Per- and polyfluoroalkyl substances (PFAS) are typically encountered as mixtures of distinct chemicals with distinct effects on multiple health outcomes. Estimating joint causal effects using spatially-dependent observed data is challenging. We propose a spatial causal tensor completion framework that jointly models multiple exposures and outcomes within a low-rank tensor structure, while adjusting for observed confounders and latent spatial confounders. This method combines a low-rank tensor representation to pool information across exposures and outcomes with a spectral adjustment step that incorporates graph-Laplacian eigenvectors to approximate unmeasured spatial confounders, implemented via a projected-gradient descent algorithm. This framework enables causal inference in the presence of unmeasured spatial confounding and pervasive missingness of potential outcomes. We establish theoretical guarantees for the estimator and evaluate its finite-sample performance through extensive simulations. In an application to national PFAS monitoring data, our approach yields more conservative and credible causal relationships between PFOA and PFOS exposure and 13 chronic disease outcomes compared with existing alternatives.

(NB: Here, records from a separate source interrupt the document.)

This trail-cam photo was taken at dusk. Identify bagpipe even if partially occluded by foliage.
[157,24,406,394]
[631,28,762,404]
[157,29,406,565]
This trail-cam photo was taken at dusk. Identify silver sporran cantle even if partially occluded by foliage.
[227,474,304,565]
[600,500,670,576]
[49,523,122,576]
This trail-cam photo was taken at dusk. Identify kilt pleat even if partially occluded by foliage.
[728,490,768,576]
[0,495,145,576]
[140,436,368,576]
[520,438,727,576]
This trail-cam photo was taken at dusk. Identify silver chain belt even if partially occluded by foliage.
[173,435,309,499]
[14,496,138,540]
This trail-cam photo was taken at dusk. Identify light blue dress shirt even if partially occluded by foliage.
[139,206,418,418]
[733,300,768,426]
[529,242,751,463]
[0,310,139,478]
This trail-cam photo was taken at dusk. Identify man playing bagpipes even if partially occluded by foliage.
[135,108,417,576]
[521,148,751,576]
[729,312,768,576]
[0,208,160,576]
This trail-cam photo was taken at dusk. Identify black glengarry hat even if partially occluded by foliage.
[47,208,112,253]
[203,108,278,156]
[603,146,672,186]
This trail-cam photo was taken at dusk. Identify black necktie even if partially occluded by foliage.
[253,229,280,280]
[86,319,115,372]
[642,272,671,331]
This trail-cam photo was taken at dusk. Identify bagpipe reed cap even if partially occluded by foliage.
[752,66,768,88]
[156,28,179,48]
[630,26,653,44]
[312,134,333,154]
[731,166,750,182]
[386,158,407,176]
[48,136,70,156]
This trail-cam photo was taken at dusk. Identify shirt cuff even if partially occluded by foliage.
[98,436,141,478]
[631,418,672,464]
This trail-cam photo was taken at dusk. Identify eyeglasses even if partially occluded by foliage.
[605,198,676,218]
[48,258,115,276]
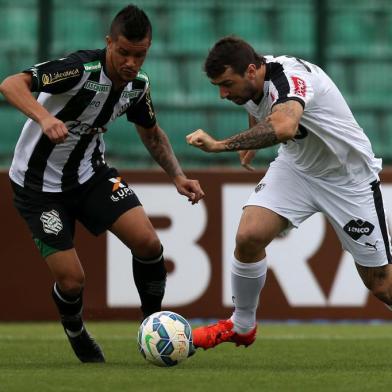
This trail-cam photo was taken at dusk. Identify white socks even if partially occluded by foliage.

翻译：全氟及多氟烷基化合物（PFAS）通常以混合物的形式存在，其中不同化学物质对多种健康结局具有不同影响。利用空间依赖性观测数据估计联合因果效应具有挑战性。本文提出一种空间因果张量补全框架，该框架在低秩张量结构中联合建模多重暴露与多重结局，同时调整观测混杂因子与潜在空间混杂因子。该方法结合了跨暴露与结局信息共享的低秩张量表示，以及通过图拉普拉斯特征向量逼近未测量空间混杂因子的谱调整步骤，并通过投影梯度下降算法实现。该框架能够在存在未测量空间混杂和潜在结局普遍缺失的情况下进行因果推断。我们为估计量建立了理论保证，并通过大量模拟评估了其有限样本性能。在国家PFAS监测数据的应用中，相较于现有方法，本方法在PFOA和PFOS暴露与13种慢性疾病结局之间获得了更保守且更可信的因果关系。